This repository provides datasets containing CLIP-generated embeddings and metadata for YouTube video scenes. The embeddings are extracted based on timestamps indicating specific scenes within the videos. These datasets are part of the SeahorseDB collection, accessible on Hugging Face.
Dataset Name | Size | Description |
---|---|---|
youtube-1M-dataset |
1 Million | Contains CLIP embeddings and metadata for 1M YouTube video scenes. |
youtube-2M-dataset |
2 Million | Contains CLIP embeddings and metadata for 2M YouTube video scenes. |
youtube-15M-dataset |
15 Million | Contains CLIP embeddings and metadata for 15M YouTube video scenes. |
All datasets are stored in Parquet format for efficient storage and processing.

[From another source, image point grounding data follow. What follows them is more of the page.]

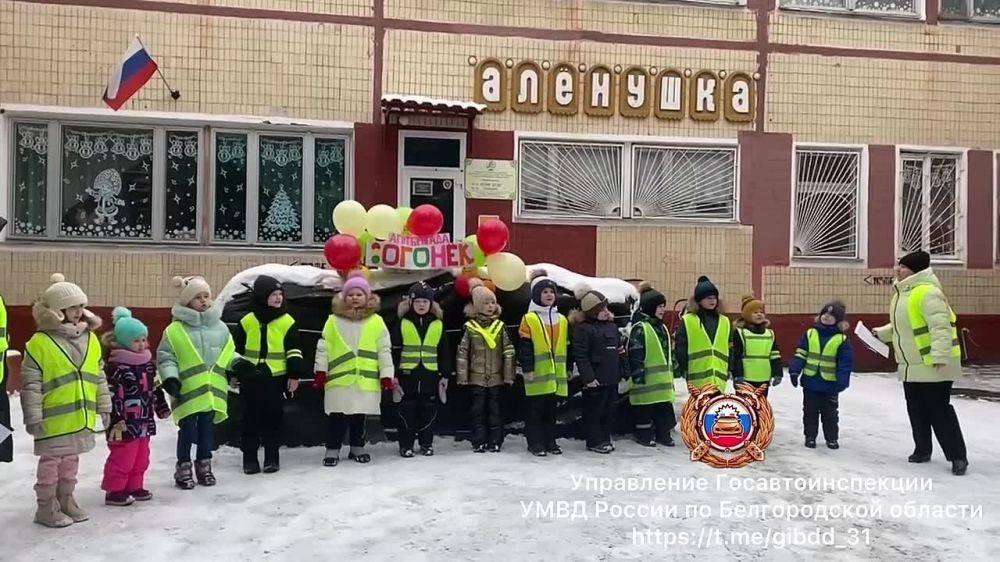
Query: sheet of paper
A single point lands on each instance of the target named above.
(868, 338)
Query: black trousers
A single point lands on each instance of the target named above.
(262, 399)
(653, 421)
(344, 423)
(416, 416)
(818, 406)
(540, 426)
(598, 403)
(929, 407)
(487, 423)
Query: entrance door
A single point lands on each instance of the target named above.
(432, 171)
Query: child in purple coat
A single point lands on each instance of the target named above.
(131, 374)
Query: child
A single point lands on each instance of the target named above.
(702, 347)
(598, 358)
(195, 352)
(755, 358)
(134, 399)
(352, 358)
(485, 361)
(62, 396)
(267, 339)
(651, 371)
(542, 356)
(825, 360)
(423, 356)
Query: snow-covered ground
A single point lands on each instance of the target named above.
(463, 506)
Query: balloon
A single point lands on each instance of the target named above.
(479, 258)
(493, 236)
(507, 271)
(342, 251)
(382, 221)
(425, 220)
(349, 217)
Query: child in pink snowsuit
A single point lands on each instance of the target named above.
(131, 374)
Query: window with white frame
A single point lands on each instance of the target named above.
(929, 209)
(827, 184)
(563, 179)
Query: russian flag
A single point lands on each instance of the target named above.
(131, 74)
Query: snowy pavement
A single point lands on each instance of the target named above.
(463, 506)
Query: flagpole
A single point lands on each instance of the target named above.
(175, 94)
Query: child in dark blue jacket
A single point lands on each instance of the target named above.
(825, 361)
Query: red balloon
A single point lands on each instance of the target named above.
(493, 236)
(342, 251)
(425, 220)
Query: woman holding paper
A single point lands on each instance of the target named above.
(923, 335)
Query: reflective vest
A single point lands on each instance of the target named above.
(821, 361)
(203, 388)
(277, 355)
(346, 367)
(708, 361)
(416, 352)
(921, 331)
(758, 352)
(550, 359)
(69, 391)
(658, 386)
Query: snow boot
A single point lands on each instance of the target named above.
(49, 513)
(203, 472)
(120, 499)
(182, 476)
(67, 504)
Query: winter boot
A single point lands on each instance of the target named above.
(67, 504)
(49, 513)
(203, 472)
(182, 476)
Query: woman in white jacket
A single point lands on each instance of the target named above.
(353, 365)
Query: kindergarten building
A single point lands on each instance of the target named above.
(793, 150)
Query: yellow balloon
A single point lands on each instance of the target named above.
(349, 218)
(507, 271)
(383, 221)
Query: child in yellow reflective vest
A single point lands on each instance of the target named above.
(63, 394)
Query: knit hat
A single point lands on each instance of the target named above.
(191, 287)
(705, 289)
(127, 328)
(750, 306)
(916, 261)
(62, 294)
(356, 280)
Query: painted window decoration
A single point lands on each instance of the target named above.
(107, 183)
(826, 203)
(181, 196)
(30, 179)
(279, 201)
(929, 217)
(329, 175)
(230, 187)
(684, 183)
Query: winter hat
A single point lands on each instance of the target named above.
(705, 289)
(356, 280)
(127, 328)
(650, 299)
(191, 287)
(750, 306)
(916, 261)
(62, 294)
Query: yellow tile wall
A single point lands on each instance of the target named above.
(672, 258)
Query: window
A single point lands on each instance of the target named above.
(826, 203)
(560, 179)
(929, 210)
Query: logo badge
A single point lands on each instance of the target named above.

Each dataset includes the following fields:
Field Name | Data Type | Description |
---|---|---|
feature |
sequence | 1024-dimensional CLIP-generated embedding vector representing the scene. |
title |
string | Title of the YouTube video. |
channel_name |
string | Name of the YouTube channel hosting the video. |
video_id |
string | Unique identifier for the YouTube video. |
timestamp |
string | Timestamp indicating the specific scene in the video. |
id |
int64 | Unique identifier for each row. |
__index_level_0__ |
int64 | Dummy field |
The datasets can be downloaded directly from Hugging Face:
You can load the Parquet files using libraries like Pandas or PyArrow.
import pandas as pd
# Load the 1M dataset
df = pd.read_parquet("path/to/youtube-1M-dataset.parquet")
print(df.head())
# Access embeddings and metadata
embeddings = df['feature'].tolist() # 1024-dimensional embeddings for scenes
timestamps = df['timestamp'].tolist()
metadata = df['title'].tolist()